Since it's unlikely we'd ever find two images with matching edge gradients, we instead construct the problem as a least squares optimization problem: we want to find some set of pixel intensities in a shape v, such that we minimize the squared error of each of the quantities: the gradient within the source image versus the gradient in the constructed shape v [in both horizontal and vertical directions], and the difference between pixels in the destination bordering pixels inside of the shape v.

This has the effect of matching the gradients from the source image, while blending in and drawing color from the border of the mask in the destination image. Assuming the source image and destination image are roughly a similar hue and texture, this can produce very convincing blended images.

To make sure I could properly solve this type of gradient least squares problem, I first tried out a toy problem, where an image was reconstructed by taking the gradients and the value of the top-left pixel, and solving for the image. The results are not visually interesting -- just the same image repeated twice.

Gallery

Make sure to click on each image to view it in full resolution!

I took an photograph of an elephant seal (from Hawaii) and imposed it onto a snowy image from San Jacinto Peak.

Source
Destination
Naive Blend
Poisson Blend

Next, I took a photograph of clouds outside of an airplane window, and imposed upon it a picture of a surprised-looking Corgi.

Source
Destination
Naive Blend
Poisson Blend

Next, I tried taking a photograph of a dog swimming in water, and put it in a picture of Lake Anza (scaled up to look more interesting).

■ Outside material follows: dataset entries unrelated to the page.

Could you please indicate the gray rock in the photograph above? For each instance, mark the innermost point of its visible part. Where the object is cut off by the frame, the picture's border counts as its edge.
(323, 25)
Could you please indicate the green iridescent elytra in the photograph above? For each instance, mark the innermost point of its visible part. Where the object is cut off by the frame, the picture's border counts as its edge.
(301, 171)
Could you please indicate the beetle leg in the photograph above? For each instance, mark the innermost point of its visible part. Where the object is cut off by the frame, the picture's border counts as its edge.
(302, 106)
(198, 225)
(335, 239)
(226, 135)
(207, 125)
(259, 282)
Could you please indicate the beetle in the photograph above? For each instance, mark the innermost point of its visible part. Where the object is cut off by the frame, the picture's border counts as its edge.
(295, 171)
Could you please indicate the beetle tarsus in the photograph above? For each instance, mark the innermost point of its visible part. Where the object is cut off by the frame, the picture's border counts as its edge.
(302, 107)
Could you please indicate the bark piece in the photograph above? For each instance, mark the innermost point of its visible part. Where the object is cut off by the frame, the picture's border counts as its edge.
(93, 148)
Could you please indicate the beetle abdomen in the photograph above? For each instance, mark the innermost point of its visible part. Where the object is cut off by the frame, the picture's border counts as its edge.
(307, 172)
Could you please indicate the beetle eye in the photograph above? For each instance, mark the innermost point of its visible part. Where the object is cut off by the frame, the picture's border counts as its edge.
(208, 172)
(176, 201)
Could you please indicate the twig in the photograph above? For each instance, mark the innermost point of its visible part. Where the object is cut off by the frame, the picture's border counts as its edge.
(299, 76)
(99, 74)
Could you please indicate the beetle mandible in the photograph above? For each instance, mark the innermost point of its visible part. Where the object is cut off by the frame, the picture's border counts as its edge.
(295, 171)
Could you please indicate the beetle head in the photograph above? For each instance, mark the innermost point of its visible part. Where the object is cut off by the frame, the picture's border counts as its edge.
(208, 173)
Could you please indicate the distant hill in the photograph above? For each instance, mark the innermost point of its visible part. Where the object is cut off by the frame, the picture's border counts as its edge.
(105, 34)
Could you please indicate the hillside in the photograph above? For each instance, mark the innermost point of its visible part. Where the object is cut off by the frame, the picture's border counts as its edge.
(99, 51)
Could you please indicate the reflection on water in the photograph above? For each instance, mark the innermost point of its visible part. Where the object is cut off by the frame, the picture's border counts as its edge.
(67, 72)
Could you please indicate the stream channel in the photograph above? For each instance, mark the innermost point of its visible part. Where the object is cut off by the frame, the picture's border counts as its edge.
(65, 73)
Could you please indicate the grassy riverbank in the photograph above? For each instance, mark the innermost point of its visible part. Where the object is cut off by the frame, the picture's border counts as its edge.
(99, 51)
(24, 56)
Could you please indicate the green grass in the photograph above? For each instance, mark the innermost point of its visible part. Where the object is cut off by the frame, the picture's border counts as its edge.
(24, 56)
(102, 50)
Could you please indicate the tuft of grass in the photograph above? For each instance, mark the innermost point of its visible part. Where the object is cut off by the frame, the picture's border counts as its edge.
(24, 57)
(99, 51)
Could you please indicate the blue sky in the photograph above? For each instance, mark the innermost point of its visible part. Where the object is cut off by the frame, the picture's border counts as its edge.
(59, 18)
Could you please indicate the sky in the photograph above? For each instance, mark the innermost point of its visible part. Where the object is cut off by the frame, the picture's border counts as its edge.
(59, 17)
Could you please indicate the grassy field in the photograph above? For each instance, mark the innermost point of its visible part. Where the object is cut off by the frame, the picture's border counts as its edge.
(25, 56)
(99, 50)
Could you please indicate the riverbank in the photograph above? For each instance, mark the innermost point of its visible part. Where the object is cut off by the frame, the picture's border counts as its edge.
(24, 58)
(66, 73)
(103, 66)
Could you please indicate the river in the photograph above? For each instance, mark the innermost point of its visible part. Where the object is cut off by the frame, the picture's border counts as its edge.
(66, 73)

It did not work very well, at all.

The very edges are blended decently, but the color of the inside is completely screwed up. I believe this is because the hues of the source and destination images are very different (blueish versus greenish), and thus the hue of the final image is entirely unrealistic.

Additionally, the water in the destination image is a lot higher frequency than the water in the source image, so there's a weird blurring around the edges of the dog.

Source
Destination
Naive Blend
Poisson Blend

Finally, I took the image of the Trumpkin from before and re-blended it using the Poisson blending techniques. Unfortunately, the results are excellent and exceedingly convincing.

Source
Destination
Naive Blend
Poisson Blend

Here's a side-by-side comparison of the two blend types:

Multiresolution Blend
Poisson Blend

While they're both blended wonderfully (terrifyingly), the Poisson-blended one has a key advantage: Trump's face is perfectly color matched to the pumpkin. In fact, it looks like an exceedingly life-like carving of a pumpkin, rather than Trump's face pasted onto and blurred onto a pumpkin.

I've shown these images to a number of people, and they seem to be shocked by the blending in the second (Poisson) blending. However, I don't quite get the same visceral reaction to the first one. They're both definitely great examples of blending, however.

I also took the image of me and my roommate and reblended them using the Poisson blending.

Multiresolution Blend
Poisson Blend

There's not too much of a difference here, but the colors on our skin are better matched. In both cases, the results are slightly screwed up due to the difference in facial hair.